I'm new here so it's best that I introduce myself and talk about some issues that I've had for a while now. I have the feeling that I need to get everything off my chest. I can't deal with it anymore on my own. I'll try to explain everything. it's probably gonna be a lengthy post. My apologies for that.

I'm a 21 year old dude, living in Belgium. Let's just say I wasn't genetically programmed to be happy. Depression and anxiety run rampant in my family and I (and my sister to a lesser extent) have taken over this certain trait. That alone makes it hard to make social contacts since you are living in a certain mindset that seems quite alien for some people. It's hard for me to make contact with other people. That's why I crafted a disguise. I try to be funny and extrovert but you don't have to dig deep to see my true face. I'm a sorry excuse for a human being. That's why my relationships always crash and burn. Girls always fall for the fake me, the funny and pleasant dude. My life is a mess. I dropped out of high school. I don't even know why. This has made it so hard to find a job. People just don't want a low life slob like me.

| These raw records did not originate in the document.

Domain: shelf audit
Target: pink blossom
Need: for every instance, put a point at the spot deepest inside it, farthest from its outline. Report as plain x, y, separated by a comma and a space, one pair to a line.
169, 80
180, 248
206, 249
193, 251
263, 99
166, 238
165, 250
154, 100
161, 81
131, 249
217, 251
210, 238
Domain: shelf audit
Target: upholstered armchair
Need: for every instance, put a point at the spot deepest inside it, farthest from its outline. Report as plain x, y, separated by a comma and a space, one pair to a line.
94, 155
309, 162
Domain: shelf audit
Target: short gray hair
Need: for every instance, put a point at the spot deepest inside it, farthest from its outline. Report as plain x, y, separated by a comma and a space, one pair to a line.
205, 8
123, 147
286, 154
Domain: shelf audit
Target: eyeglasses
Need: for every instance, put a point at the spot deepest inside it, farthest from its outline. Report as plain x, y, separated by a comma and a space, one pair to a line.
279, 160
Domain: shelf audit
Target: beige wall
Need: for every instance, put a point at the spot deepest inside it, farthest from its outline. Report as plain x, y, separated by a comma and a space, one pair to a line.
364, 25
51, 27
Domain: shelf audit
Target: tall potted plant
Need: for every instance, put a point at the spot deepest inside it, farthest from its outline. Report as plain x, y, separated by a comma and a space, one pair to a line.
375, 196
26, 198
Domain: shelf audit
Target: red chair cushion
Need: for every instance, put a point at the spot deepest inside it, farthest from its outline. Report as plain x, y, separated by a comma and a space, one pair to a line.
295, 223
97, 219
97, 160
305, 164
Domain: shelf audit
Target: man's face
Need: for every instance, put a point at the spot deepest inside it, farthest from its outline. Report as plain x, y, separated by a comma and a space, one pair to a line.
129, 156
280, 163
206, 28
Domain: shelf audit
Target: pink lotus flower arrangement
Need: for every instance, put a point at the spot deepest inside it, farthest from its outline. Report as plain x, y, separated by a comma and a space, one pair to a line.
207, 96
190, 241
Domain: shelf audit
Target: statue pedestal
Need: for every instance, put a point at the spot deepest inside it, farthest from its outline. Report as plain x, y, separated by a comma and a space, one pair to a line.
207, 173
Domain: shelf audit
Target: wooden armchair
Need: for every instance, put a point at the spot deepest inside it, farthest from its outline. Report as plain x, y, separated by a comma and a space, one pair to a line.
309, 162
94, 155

This has made me very jaded and jealous of other people's success. They are moving on and getting somewhere and I'm just at the same place I've always been. The only place were I really felt accepted is in the underground punk and metal scene but now I'm feeling more and more like an outcast. The others are always cooler and more interesting then me and t's driving me mad. To make things worse, I fell in love. A couple of months back I've met a girl from Canada. I still don't know what she saw in me but we ended up spending some time together. Every moment I spend with her was beautiful. I felt like I've found someone really special. But alas after spending a few weeks in total with each other she had to return home. We kept in contact but that also pretty much withered away. I've sent her a message yesterday to see how she's doing but she still hasn't replied. I know that it's pretty much impossible to maintain a relationship with somebody overseas but It still hurts knowing that it ended like it always ends for me. Getting thrown out like the piece of human garbage I really am. So that leaves me where I am now. Alone.

Welcome to the site. I'm sorry to hear you find it hard to make friends, I am the same way because I am a bit different to most people. But I am a friend to everyone, including you. Private message me some time if you need a chat.